For many the introduction of offences based on ‘failing to prevent’ criminality in the Bribery Act 2010 and the Criminal Finances Act 2017 was a positive development which could render a corporate liable for bribery and tax evasion carried out by individuals associated with the company, unless it could show that it had proper procedures in place to prevent such offences. Some expected that the proposals would include extending failure to prevent offences into other areas of criminality.

Identification doctrine

The paper published by the Law Commission acknowledges that the ‘identification doctrine’ lies at the heart of the difficulties in successfully prosecuting corporates, but the options set out amount to a broadening of that principle rather than an overhaul. The commission has rejected both the US-style approach to make corporates liable for criminal acts of employees, as well as the Australian approach in which a corporate is liable for its employees’ offences if the firm’s culture permits such criminality.

Instead, one of the principal options put forward by the Law Commission is a broadening of the identification doctrine to allow an employee’s criminal conduct to be attributed to a corporate if a member of its senior management engaged in, consented to or connived in the offence. This concept already appears in specific areas of criminal law (for instance health and safety) and will, to a certain extent, be familiar to criminal practitioners. However, the requirement that an individual must play a ‘significant role in making decisions’ about ‘a substantial part of the organisation’s activities’ is ripe for further debate on a case-by-case basis.  

One of the difficulties with the current position is that it is much easier to prosecute smaller enterprises than larger ones. What is proposed is likely to do little to change the position, although a suggestion that the CEO and CFO would always be considered a member of senior management for these purposes does offer some greater clarity about who is potentially in the line of fire.

Failure to prevent

As for new ‘failing to prevent’ offences, the Law Commission’s options try to avoid a system which is overly burdensome on businesses. Many corporates will have experience of putting in place procedures aimed at preventing bribery and tax evasion as a result of the Bribery Act and the Criminal Finances Act. More ‘failure to prevent’ offences would require further procedures to be put in place, or at least to be considered. A common complaint has been that while it is a defence to have proper procedures in place, guidance from the government as to what amounts to a proper procedure has been lacking. As such the commission recommends that the government should publish guidance as to what constitutes appropriate procedures (including sector-specific guidance) for any new ‘failure to prevent’ offences.

The Law Commission does not recommend a general offence of failing to prevent economic crime, which it considers too burdensome not least because of the difficulty involved in defining ‘economic crime’. Instead, it recommends an offence of failure to prevent fraud by associated persons.
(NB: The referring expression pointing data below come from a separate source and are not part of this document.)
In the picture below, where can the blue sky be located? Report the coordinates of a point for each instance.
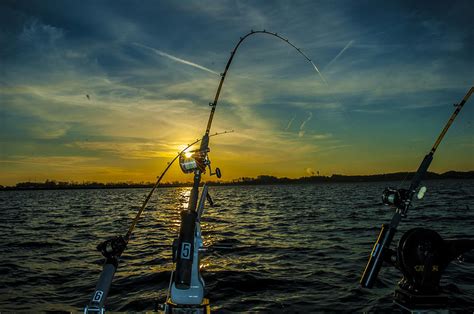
(111, 90)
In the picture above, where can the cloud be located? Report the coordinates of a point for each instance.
(290, 122)
(301, 132)
(166, 55)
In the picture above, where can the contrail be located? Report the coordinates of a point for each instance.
(317, 70)
(339, 54)
(289, 123)
(301, 133)
(164, 54)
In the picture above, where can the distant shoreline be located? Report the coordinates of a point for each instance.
(260, 180)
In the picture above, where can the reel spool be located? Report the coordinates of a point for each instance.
(191, 162)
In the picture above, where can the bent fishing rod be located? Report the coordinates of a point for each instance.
(402, 200)
(113, 248)
(186, 284)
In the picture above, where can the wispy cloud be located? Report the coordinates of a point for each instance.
(167, 55)
(302, 131)
(339, 54)
(290, 122)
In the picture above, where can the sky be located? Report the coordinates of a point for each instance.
(110, 91)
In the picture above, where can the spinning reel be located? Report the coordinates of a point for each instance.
(422, 256)
(197, 160)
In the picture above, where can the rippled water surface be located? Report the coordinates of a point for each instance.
(291, 247)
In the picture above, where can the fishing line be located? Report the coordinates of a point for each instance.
(135, 220)
(223, 75)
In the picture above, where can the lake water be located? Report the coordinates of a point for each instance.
(294, 248)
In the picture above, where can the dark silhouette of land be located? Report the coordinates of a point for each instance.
(260, 180)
This would be limited to circumstances where the fraud is committed with intent to benefit the corporation, or to benefit another person who is provided services by the corporation. Specific offences of failure to prevent human rights abuses, failure to prevent ill-treatment and neglect, and failure to prevent computer misuse are all included as options too, although it is clear that further work would be required before the scope of any of these offences could be properly formulated.
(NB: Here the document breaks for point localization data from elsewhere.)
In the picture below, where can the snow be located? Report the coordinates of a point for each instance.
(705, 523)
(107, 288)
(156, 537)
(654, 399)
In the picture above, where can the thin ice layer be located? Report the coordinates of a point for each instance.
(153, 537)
The paper does not suggest an offence of failure to prevent money laundering (which exists in Jersey as of today (24 June)). It may be argued that the now well-established proceeds of crime legislation already requires anti-money laundering/combating the financing of terrorism procedures to be in place, although some might be surprised to see a prominent offshore jurisdiction leading the way. The Law Commission suggests a presumption that any new ‘failure to prevent’ offence should not apply to acts carried out by employees and agents overseas. Given the multi-jurisdictional operation of many large corporates and the prevalence of complex offshore structures, this is likely to be considered a missed opportunity for those hoping for greater extra-territorial reach of the UK prosecution authorities.